Louis Feuillade’s 1911 short epic, L'orgie romaine deals with the rule of the Roman emperor Elagabalus (Heliogabalus) who was described by historians of the day, mostly in an attempt to diminish his power, as a cruel and lecherous ruler, who in this story opens the den of lions so that they might dine on his guests during an orgy.

     The historical Elagabalus, also called Heliogabalus and officially known as Antoninus, was Roman emperor from 218 to 222, while still a teenager. Disinterested in Roman gods and politics in general, he allowed his mother to sit at the Senate, often making decisions for him, actions that obviously riled Roman leaders who have never previously permitted a woman to sit in the Senate.

      Although the Roman historian Cassius Dio reports that Elagabalus married five women, including the Vestal Virgin Julia Aquilia Severa, Elagabalus was far more interested in male sex partners, often describing himself as female. Dio also states that the emperor, representing himself as a female, married an ex-slave and chariot drive from Caria, Hierocles, and later married an athlete from Smyrna, Zoticus, as well as prostituting himself in taverns and brothels.

 


     Dio also wrote that Elagabalus delighted in being called Hierocles' mistress, wife, and queen. The emperor reportedly wore makeup and wigs, preferred to be called a lady and not a lord, and supposedly offered vast sums to any physician who could provide him with a vagina. The emperor is seen by some writers, accordingly, as an early transgender figure, perhaps the first to go on record as seeking sex reassignment surgery.

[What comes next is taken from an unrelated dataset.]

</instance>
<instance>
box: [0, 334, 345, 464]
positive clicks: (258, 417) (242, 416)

    In the 8.33-minute-long film, director Louis Feuillade suggests most of these aspects of Heliogabalus’ life by first having the emperor inspect a new member of his “harem,” in which the current women are seemingly more interested in her than in Heliogabalus (Jean Aymé) himself; the fact that all the eyes of the women are trained on the new recruit, as well as the fact that the lead wife constantly reaches out to touch the new girl, hints at lesbian attraction.

      Certainly by the time of the bath scene, when we see the obvious “feminized” emperor more closely, we recognize that his real attentions are focused on the young boy by his side working on his nails, whom he strokes and hugs closely several times, while the young male foot pedicurist, seemingly distracted by his master’s attention to the other boy, accidently scratches him and is sentenced to death and put into the cage with the lions, the court rushing to the area of the cages to observe the gruesome event.


       By comparison, the orgy that follows is a rather tame affair, with the lounging men and women mostly hugging and being entertained by female dancers, confetti falling from the skies. But the sudden appearance of lions in their midst—the door to their cage obviously having been ordered to have been left open by their host—results in chaos as the masses rush in opposite directions, being met by lions no matter which route they have chosen.

       The event, moreover, finally results in a revolution of the guards, as the emperor, hiding while pleading for his life, is killed and a new emperor crowned.

       With regard to the films I’ve witnessed, this seems to be the first time homosexual pedophilic behavior has been represented on film.

       A full copy of the film exists in the Dutch Film Museum.

 

Los Angeles, July 5, 2022

Reprinted from World Cinema Review (July 2022).